Spring has sprung and the garden centers are bursting at the seams with new plants to add to your garden and landscape. Why not get the most bang for your buck by adding perennials to your garden?
Perennials come back every year, so once they’re established, they’ll make a permanent home in your garden. Annuals are great for instant color, but they only last one growing season. Plant perennials and you’ll be able to enjoy them for years to come.
Prepare for the plants
When planting perennials, you want to choose a suitable site. Many require full sun, but others prefer the shady spots in your garden.
Before you choose a well-suited perennial, you’ll need to get the soil in shape. Most plants prefer well-drained soils full of organic matter. Planting perennials into untreated Georgia clay most likely will result in poorly grown and unhealthy plants.
To get started, you need to break up the soil, add some good compost or topsoil and combine them together. You also can add some slow-release fertilizer to start.
Pick your plants
When selecting perennials, be sure to check the tag to make sure they’re suited for the spot you’ve chosen and prepared. If you have a sunny spot, make sure to select a plant that can take full sun. The same goes for shade or part-shade.

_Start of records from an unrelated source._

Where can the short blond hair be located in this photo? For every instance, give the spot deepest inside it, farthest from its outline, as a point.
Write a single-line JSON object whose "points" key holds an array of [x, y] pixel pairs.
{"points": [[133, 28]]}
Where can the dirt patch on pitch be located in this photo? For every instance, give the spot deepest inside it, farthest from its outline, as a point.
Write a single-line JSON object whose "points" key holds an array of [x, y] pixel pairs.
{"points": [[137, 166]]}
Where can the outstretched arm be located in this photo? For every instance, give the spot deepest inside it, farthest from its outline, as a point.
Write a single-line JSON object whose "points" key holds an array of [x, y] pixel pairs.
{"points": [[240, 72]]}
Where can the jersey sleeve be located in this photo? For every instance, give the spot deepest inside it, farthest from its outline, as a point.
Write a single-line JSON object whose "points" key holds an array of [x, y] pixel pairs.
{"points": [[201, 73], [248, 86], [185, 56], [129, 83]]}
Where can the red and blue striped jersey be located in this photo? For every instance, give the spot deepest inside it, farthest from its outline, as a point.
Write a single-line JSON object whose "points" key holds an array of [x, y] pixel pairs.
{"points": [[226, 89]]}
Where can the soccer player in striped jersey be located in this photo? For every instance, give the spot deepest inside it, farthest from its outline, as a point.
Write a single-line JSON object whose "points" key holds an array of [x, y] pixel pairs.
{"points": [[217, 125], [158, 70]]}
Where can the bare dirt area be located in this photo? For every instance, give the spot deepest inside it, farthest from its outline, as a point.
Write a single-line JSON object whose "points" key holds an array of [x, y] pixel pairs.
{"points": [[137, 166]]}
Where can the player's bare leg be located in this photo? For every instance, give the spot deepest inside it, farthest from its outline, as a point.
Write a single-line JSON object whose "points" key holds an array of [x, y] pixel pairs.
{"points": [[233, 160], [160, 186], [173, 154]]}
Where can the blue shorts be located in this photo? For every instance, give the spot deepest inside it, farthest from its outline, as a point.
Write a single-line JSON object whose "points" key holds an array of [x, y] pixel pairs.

Some popular perennials for Georgia are:
- Heuchera: Valued for its very colorful foliage, it does well in shade to partial shade.
- Purple Coneflower, Rudbeckia, Shasta Daisy: These make great cut flowers with purple, yellow and white blooms, and they prefer full sun.

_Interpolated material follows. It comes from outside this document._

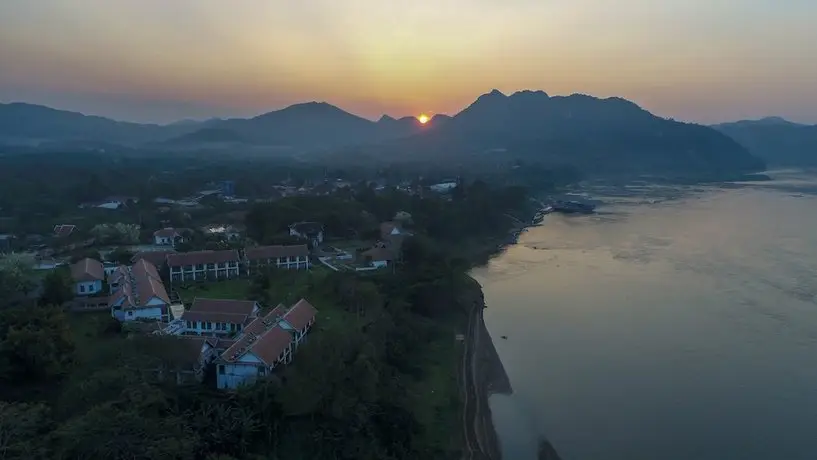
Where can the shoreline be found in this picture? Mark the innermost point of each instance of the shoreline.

- Salvia: With blooms that last summer through fall, the tall flower spikes can tolerate partial shade to sun.
- Astilbe: These have feathery flower spikes that can tolerate shade to partial shade.
- Ajuga: A low growing ground cover with green to bronze foliage, it’s good for shade to partial shade.
These are just a few of the many perennials recommended for Georgia. You can plant perennials in masses, along borders or to add some pops of color here and there in your landscape. Water them well when they’re first planted to help get them established and add fertilizer every 6 to 8 weeks.